Affiliate links may be included in posts, as on sidebar ads, for which compensation may be received.

Tuesday, November 14, 2017

Norman Corwin - Boston, Greenfield, and Springfield, Massachusetts

Norman Corwin, was of the finest writers and producers of the Golden Age of Radio, as well as being a screenwriter and teacher, had New England roots, and some of his earliest writing was for western Massachusetts newspapers.

During the 1930s and 1940s, he used the medium of radio drama and comedy to address social issues in profound ways.  His writing was vivid, lean, and imaginative.  Here on my Another Old Movie Blog, we covered his emotional We Hold These Truths, broadcast the week after Pearl Harbor in December 1941 with a cast of stars dramatizing the nuances of the Bill of Rights.
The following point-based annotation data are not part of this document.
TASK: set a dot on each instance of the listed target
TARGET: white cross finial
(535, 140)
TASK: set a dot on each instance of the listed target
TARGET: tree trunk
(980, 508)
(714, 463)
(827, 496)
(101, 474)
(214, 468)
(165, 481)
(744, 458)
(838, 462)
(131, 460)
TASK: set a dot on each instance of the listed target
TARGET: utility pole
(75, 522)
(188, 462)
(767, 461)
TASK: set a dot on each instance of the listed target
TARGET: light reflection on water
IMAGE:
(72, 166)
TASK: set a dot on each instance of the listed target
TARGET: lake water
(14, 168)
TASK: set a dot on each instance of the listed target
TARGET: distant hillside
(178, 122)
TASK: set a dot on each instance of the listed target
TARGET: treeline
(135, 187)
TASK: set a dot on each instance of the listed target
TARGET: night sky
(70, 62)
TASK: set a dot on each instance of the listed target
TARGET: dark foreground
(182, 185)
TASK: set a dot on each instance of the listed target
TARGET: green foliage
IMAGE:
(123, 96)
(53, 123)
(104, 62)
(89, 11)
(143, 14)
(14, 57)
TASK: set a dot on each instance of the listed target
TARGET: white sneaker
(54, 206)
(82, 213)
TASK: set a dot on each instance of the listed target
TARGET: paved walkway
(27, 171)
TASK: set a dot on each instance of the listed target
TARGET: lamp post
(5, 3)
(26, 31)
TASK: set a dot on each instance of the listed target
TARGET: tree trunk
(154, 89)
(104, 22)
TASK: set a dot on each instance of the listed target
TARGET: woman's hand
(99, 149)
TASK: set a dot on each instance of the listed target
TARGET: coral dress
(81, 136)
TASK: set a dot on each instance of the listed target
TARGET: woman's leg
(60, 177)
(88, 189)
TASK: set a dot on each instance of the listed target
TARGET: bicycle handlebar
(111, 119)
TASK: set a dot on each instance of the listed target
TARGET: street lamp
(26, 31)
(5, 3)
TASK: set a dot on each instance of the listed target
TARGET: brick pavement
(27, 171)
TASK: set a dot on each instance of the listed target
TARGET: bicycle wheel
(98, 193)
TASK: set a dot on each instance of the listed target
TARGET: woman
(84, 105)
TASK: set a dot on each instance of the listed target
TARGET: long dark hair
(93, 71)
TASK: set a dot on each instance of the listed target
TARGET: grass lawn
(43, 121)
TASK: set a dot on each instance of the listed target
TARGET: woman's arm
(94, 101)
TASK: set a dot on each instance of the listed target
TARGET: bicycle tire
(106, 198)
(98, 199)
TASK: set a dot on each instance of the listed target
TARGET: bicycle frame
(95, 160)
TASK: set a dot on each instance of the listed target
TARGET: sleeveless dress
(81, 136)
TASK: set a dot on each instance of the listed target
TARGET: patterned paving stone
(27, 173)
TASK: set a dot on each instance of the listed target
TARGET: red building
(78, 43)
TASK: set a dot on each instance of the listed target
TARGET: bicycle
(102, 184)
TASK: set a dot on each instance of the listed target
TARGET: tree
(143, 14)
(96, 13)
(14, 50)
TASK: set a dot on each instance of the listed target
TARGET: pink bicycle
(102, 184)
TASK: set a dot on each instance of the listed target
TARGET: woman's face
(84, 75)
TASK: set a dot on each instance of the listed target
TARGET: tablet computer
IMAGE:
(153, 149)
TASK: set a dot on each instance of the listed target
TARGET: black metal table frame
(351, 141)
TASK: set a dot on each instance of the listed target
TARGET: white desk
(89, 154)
It was the most famous radio event of its day, and he won a Peabody Award.

Corwin was born in 1910 in Boston, the son of a printer.  The family moved to Winthrop and he graduated from Winthrop High School.  At only seventeen, he was hired as a cub reporter in Greenfield, Massachusetts, for the Greenfield Recorder, reporting on the courts and writing movie reviews, and made western Mass. his home for several years.

He next worked down river for the Springfield Republican, where he was the editor for radio news, his column  called "Radiosyncracies," written under a pseudonym.  It was during his stint in Springfield, Mass. that Corwin became involved in radio broadcasting.  In the early thirties he worked for WBZ and WBZA in Springfield and in Boston as a commentator and reader of poetry.  He left New England in 1935 for work first in Cincinnati, and then New York City where he remained with CBS until 1949.

On a Note of Triumph, a celebration of victory in Europe, was broadcast May 8, 1945 with actors and commentators broadcasting from both New York City and Los Angeles. Corwin wrote Fourteen August, which was similarly broadcast on V-J Day.  He earned a Distinguished Achievement Award from Radio Life magazine.

He eventually left radio, disgusted by the blacklist and being a victim of that notorious era, though he was not a communist; his work, particularly where it relates to freedom of speech, brought his liberalism into question.  He also wrote the two episodes of Hollywood Strikes Back, the actors’, producers’, and writers’ response to the persecution of the Hollywood Ten.  Have a look at my Another Old Movie Blog on Thursday for a post on that program.

Corwin moved on to television, the theatre, film, and teaching writing, and is the subject of a documentary on his life and work: A Note of Triumph: The Golden Age of Norman Corwin (2005).  He was inducted into the Radio Hall of Fame in 1993.  Norman Corwin died in 2011 at the age of 101.